Saya dukung pendakwah yang dipersekusi, tetapi, ada tetapinya? Alasannya?
Berkali-kali pimpinan Muhammadiyah ngomong seputar model dakwah potongan persyarikatan. Yang mana itu? Yang jelas Muhammadiyah, Islam Wasathiyah, moderat, yang selalu didengung-dengungkan terutama lewat pengajian.
Sayangnya, saya sudah hapus link tulisan Prof. Haedar tentang Islam Washatiyah Moderat. Lumayan kurang dari 10 tulisan tentangnya. Termasuk buku: ”Manhaj Gerakan Muhammadiyah: Ideologi, Khittah, dan Langkah.” Tebal pula buku karya Profesor Haedar Nashir.

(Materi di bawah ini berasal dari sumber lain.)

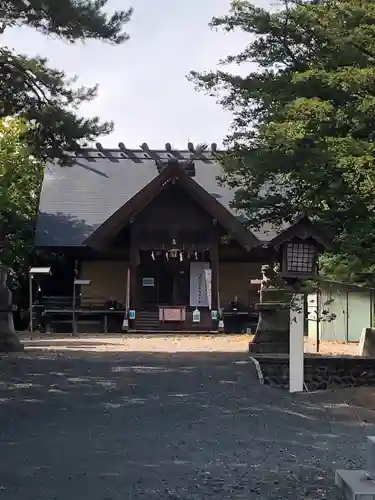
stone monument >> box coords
[0,267,23,352]
[249,265,292,354]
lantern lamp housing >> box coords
[281,238,318,279]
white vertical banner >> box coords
[289,293,305,392]
[190,262,211,308]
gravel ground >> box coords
[0,340,375,500]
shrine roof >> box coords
[35,143,284,247]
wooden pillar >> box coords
[210,239,219,311]
[129,228,139,309]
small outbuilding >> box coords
[307,281,375,342]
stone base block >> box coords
[335,470,375,500]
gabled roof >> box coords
[35,144,284,247]
[85,163,261,250]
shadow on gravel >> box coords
[0,350,374,500]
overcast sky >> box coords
[2,0,268,148]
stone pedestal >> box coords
[0,270,23,352]
[358,328,375,358]
[249,288,292,354]
[249,302,290,354]
[335,436,375,500]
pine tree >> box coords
[0,0,132,160]
[191,0,375,280]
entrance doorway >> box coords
[138,253,190,308]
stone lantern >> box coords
[249,216,331,354]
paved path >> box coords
[0,353,374,500]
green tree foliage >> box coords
[0,118,43,280]
[0,0,131,160]
[191,0,375,281]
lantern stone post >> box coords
[0,267,23,352]
[249,216,330,355]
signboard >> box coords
[142,278,155,286]
[190,262,211,308]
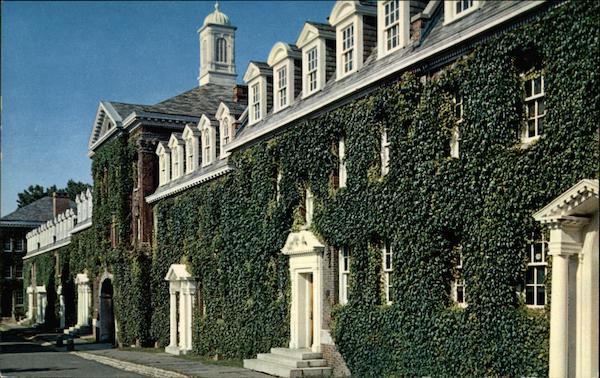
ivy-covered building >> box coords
[23,0,600,377]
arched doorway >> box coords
[98,278,115,344]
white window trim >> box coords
[338,247,352,305]
[381,241,394,305]
[444,0,482,25]
[338,138,348,188]
[377,0,410,58]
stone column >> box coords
[548,217,587,377]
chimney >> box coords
[233,85,248,102]
[52,192,71,217]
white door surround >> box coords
[75,273,92,328]
[281,230,325,352]
[165,264,196,355]
[534,180,600,377]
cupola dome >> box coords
[203,2,231,26]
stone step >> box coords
[256,353,327,368]
[271,348,323,360]
[244,359,333,378]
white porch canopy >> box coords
[534,180,600,377]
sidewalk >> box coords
[72,345,271,378]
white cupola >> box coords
[198,2,237,86]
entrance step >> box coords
[244,348,333,378]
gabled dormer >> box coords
[377,0,411,58]
[156,142,171,186]
[296,22,335,97]
[267,42,302,112]
[181,124,200,174]
[198,114,217,167]
[244,62,273,125]
[329,0,377,80]
[169,133,185,180]
[215,102,237,159]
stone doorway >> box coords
[98,278,115,344]
[282,230,325,352]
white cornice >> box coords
[225,0,545,153]
[146,166,233,203]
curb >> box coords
[69,352,188,378]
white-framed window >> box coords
[339,247,350,304]
[381,129,390,176]
[251,83,261,122]
[338,138,348,188]
[522,73,546,140]
[306,47,318,92]
[450,93,464,158]
[202,129,212,165]
[342,24,354,73]
[452,246,467,307]
[304,189,315,227]
[525,232,548,307]
[215,38,227,63]
[3,238,12,252]
[382,241,394,305]
[383,0,400,51]
[277,66,288,108]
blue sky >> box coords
[1,1,334,215]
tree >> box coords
[17,179,92,207]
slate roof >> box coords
[109,84,247,119]
[234,1,540,149]
[0,196,77,223]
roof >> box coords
[227,1,539,151]
[0,196,77,224]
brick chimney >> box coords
[233,85,248,102]
[52,192,70,217]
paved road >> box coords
[0,330,142,378]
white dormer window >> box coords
[444,0,481,24]
[338,138,348,188]
[342,24,354,73]
[276,66,288,108]
[306,47,318,93]
[381,129,390,176]
[250,83,261,122]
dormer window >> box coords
[342,24,354,73]
[198,115,217,167]
[244,62,273,125]
[182,125,200,174]
[306,47,317,92]
[277,66,288,108]
[250,83,261,122]
[444,0,481,24]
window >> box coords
[525,232,548,307]
[304,189,314,227]
[382,242,394,304]
[454,0,473,15]
[338,138,348,188]
[252,83,260,121]
[381,129,390,176]
[306,47,317,92]
[384,0,400,51]
[342,24,354,73]
[277,66,287,108]
[522,73,546,139]
[450,94,464,158]
[3,238,12,252]
[15,264,23,278]
[15,290,23,306]
[215,38,227,63]
[339,247,350,304]
[452,246,467,307]
[202,129,211,165]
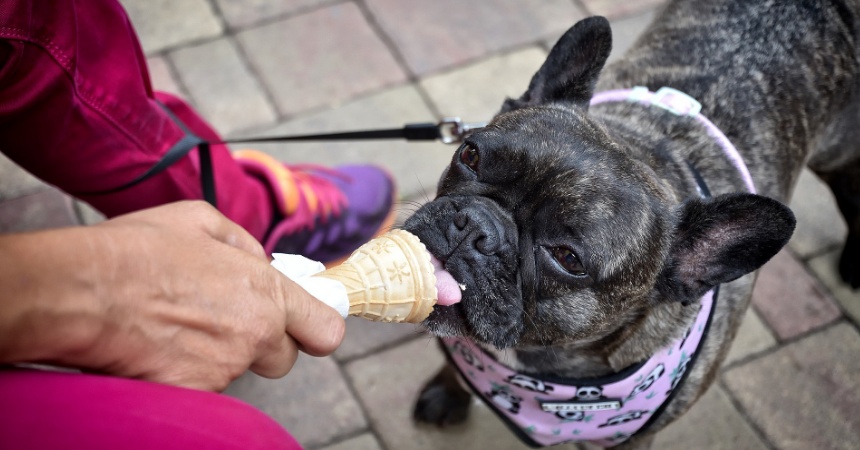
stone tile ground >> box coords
[0,0,860,450]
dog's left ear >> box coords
[657,194,795,304]
[501,16,612,113]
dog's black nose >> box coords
[448,208,501,256]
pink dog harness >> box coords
[443,87,755,447]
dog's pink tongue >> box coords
[430,255,462,306]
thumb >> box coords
[272,268,346,356]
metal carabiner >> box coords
[438,117,487,144]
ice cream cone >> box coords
[314,229,436,323]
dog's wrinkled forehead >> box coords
[474,105,671,284]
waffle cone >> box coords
[314,229,436,323]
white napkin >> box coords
[272,253,349,318]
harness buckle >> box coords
[438,117,487,144]
[648,86,702,117]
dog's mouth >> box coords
[430,254,463,306]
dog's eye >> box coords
[550,247,585,275]
[460,144,481,172]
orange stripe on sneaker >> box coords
[233,150,300,215]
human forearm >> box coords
[0,202,344,390]
[0,228,102,363]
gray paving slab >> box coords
[788,169,848,259]
[225,354,367,447]
[236,2,406,116]
[120,0,224,54]
[233,86,456,200]
[607,10,655,63]
[723,308,777,366]
[314,433,383,450]
[651,385,768,450]
[168,37,278,135]
[345,339,575,450]
[366,0,584,76]
[0,188,78,233]
[580,0,666,19]
[215,0,335,28]
[146,56,185,97]
[0,153,48,201]
[334,317,422,361]
[752,250,841,340]
[420,46,546,122]
[724,323,860,450]
[809,249,860,324]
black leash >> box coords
[77,108,486,208]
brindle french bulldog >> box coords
[404,0,860,449]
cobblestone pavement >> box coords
[0,0,860,450]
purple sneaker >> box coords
[233,150,396,265]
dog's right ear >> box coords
[657,193,795,304]
[501,16,612,113]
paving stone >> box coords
[752,250,841,340]
[225,354,367,447]
[120,0,224,54]
[345,338,575,450]
[608,10,654,63]
[237,3,406,115]
[809,249,860,323]
[234,86,456,200]
[582,0,666,19]
[314,433,382,450]
[0,153,48,201]
[723,308,776,365]
[215,0,334,28]
[146,56,185,96]
[0,188,77,233]
[170,38,277,135]
[334,317,422,361]
[724,323,860,450]
[366,0,584,76]
[421,47,546,122]
[651,385,768,450]
[788,169,848,259]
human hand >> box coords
[0,202,345,391]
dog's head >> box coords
[404,18,794,348]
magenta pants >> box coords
[0,0,298,449]
[0,368,301,450]
[0,0,274,240]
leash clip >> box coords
[438,117,487,144]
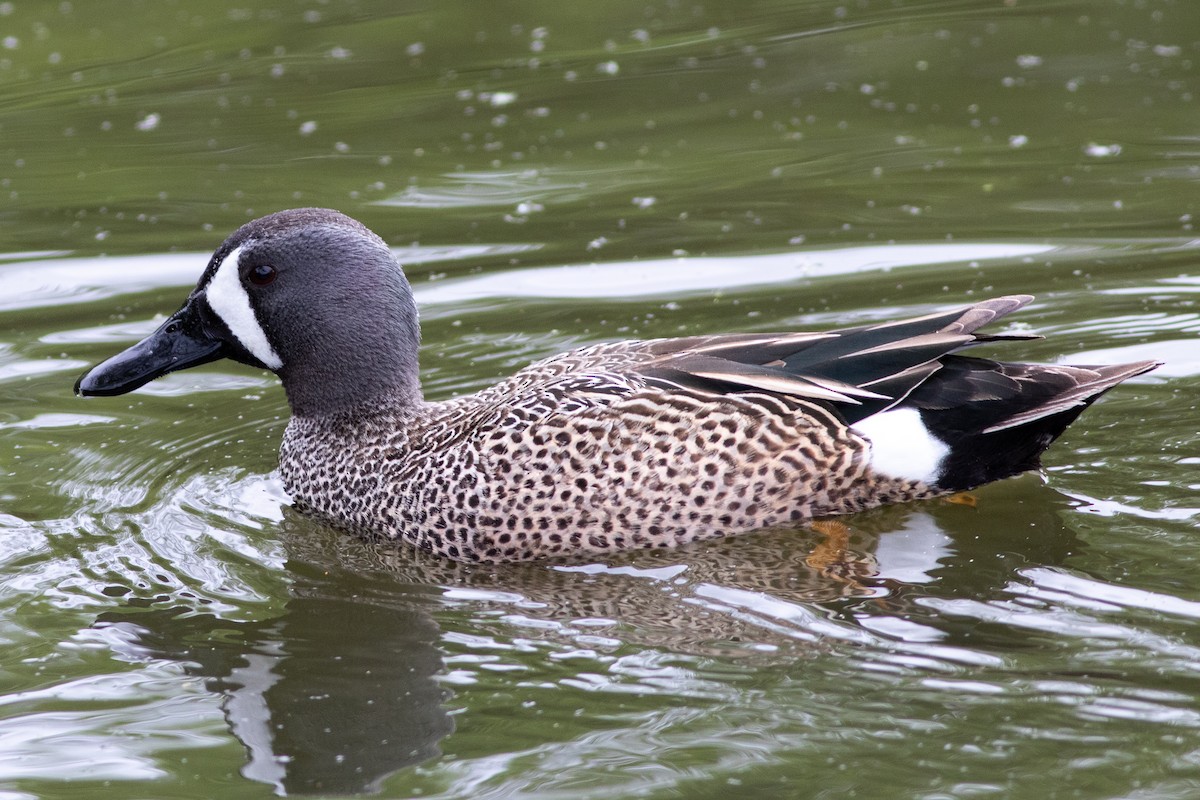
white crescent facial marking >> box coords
[851,408,950,483]
[204,247,283,369]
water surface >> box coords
[0,0,1200,800]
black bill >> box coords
[76,303,227,397]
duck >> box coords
[76,209,1159,563]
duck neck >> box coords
[278,318,424,416]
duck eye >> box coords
[246,264,276,287]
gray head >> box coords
[76,209,421,416]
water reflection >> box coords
[96,561,454,794]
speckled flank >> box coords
[281,343,936,561]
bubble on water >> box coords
[1084,142,1121,158]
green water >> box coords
[0,0,1200,800]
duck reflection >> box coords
[97,554,454,795]
[97,477,1080,794]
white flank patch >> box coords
[204,247,283,369]
[851,408,950,483]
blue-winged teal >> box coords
[76,209,1157,561]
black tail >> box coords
[904,356,1158,492]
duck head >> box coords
[76,209,420,415]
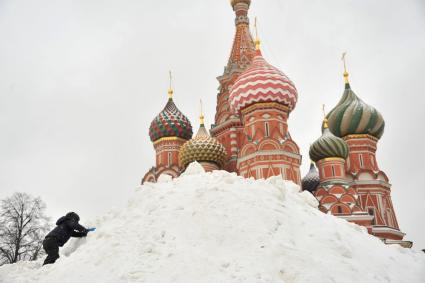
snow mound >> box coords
[0,168,425,283]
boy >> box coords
[43,212,94,265]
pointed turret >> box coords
[179,104,226,172]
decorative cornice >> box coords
[343,134,379,142]
[153,137,187,146]
[241,102,289,115]
[317,157,345,163]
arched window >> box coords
[168,152,173,166]
[264,122,270,137]
[367,207,376,225]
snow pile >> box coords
[0,164,425,283]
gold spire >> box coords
[168,71,174,99]
[341,52,350,84]
[322,104,329,129]
[254,17,261,50]
[199,99,205,126]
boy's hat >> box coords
[66,212,80,222]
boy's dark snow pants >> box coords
[43,237,59,265]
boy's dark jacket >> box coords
[46,216,87,247]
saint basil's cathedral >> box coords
[142,0,412,247]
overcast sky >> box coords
[0,0,425,252]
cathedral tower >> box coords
[327,57,404,242]
[229,23,301,184]
[142,78,193,184]
[211,0,255,172]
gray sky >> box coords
[0,0,425,252]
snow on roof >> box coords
[0,162,425,283]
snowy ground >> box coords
[0,164,425,283]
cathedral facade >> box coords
[142,0,411,246]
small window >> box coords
[264,122,270,137]
[168,152,173,166]
[367,207,376,225]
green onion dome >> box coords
[149,91,193,142]
[301,162,320,193]
[327,82,385,139]
[179,116,227,168]
[309,119,348,162]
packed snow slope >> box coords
[0,163,425,283]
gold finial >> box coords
[341,52,349,84]
[168,71,174,99]
[254,17,261,50]
[199,99,205,126]
[322,104,329,129]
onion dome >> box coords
[309,119,348,162]
[327,62,385,139]
[230,0,251,7]
[301,162,320,193]
[179,112,226,171]
[229,38,298,113]
[149,88,193,142]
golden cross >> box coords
[168,70,173,89]
[341,52,347,73]
[199,99,204,125]
[168,70,174,99]
[254,17,258,40]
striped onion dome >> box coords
[327,82,385,139]
[301,162,320,193]
[309,119,348,162]
[149,97,193,142]
[229,49,298,113]
[179,118,226,168]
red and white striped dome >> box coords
[229,50,298,113]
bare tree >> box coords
[0,193,49,266]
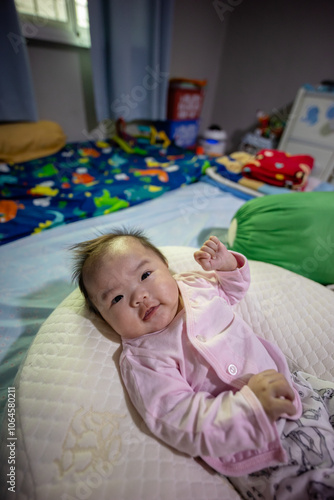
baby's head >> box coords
[71,230,179,339]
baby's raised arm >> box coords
[247,370,296,422]
[194,236,238,271]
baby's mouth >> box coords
[143,306,159,321]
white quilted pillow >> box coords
[0,247,334,500]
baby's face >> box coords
[83,237,179,339]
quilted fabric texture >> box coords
[0,247,334,500]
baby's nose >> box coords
[132,288,148,307]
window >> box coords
[15,0,90,47]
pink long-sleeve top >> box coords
[120,253,302,476]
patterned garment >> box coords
[0,141,208,245]
[230,372,334,500]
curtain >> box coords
[88,0,173,121]
[0,0,37,122]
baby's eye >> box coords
[111,295,123,304]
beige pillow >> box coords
[0,120,66,163]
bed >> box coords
[0,137,334,500]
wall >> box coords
[212,0,334,150]
[28,0,334,150]
[170,0,227,131]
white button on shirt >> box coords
[227,364,238,375]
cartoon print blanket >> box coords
[0,141,206,245]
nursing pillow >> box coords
[0,247,334,500]
[228,192,334,285]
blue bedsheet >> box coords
[0,141,206,245]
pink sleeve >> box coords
[121,356,277,457]
[216,252,250,305]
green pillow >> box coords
[228,192,334,285]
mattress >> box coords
[0,247,334,500]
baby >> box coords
[72,230,334,500]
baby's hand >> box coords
[247,370,296,422]
[194,236,238,271]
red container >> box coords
[167,78,206,121]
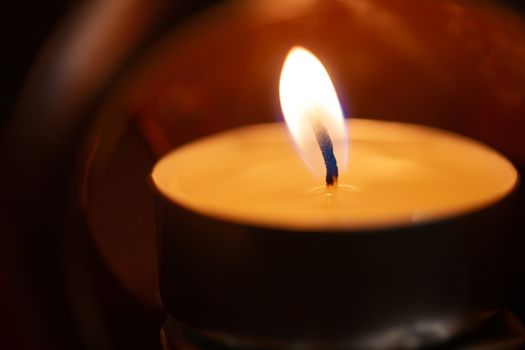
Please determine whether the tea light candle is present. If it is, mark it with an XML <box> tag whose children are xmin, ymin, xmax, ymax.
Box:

Nah, yang saya maksudkan bahwa setuju persekusi selama model dakwah dari siapa saja. Inilah modelnya.
"Model dakwah yang cenderung mengarah kepada da'wah at-ta'ashub (dakwah kepada fanatisme), takfir (suka mengkafirkan), rafdhul ghair (menolak eksistensi golongan lain), karohiyyatul ghair (membenci golongan lain), daulah islamiyyah (negara Islam), al-hijrah, al-qital (perang) dan al-'unf ai-irhabiyyah (ekstremisme/terorisme)." Inilah kutipan dari Profesor Amin Abdullah. Oke deh!
Saya juga punya penilaian tersendiri dengan serunya diskusi kita di grup WA. Malah diskursus agama lebih seru daripada "KUA Inksklusif?"
Buktinya, link beritanya tidak digubris oleh warga grup WA. Jangankan disentil, beritanya saja tidak nongol di pelosok ruang WA. Sekarang pun kita bisa berbicara soal agama sebagai pil ekstasi di ruang WA. Diskusi atau diskursus agama yang lucu, yang tidak lucu, kembali lucu.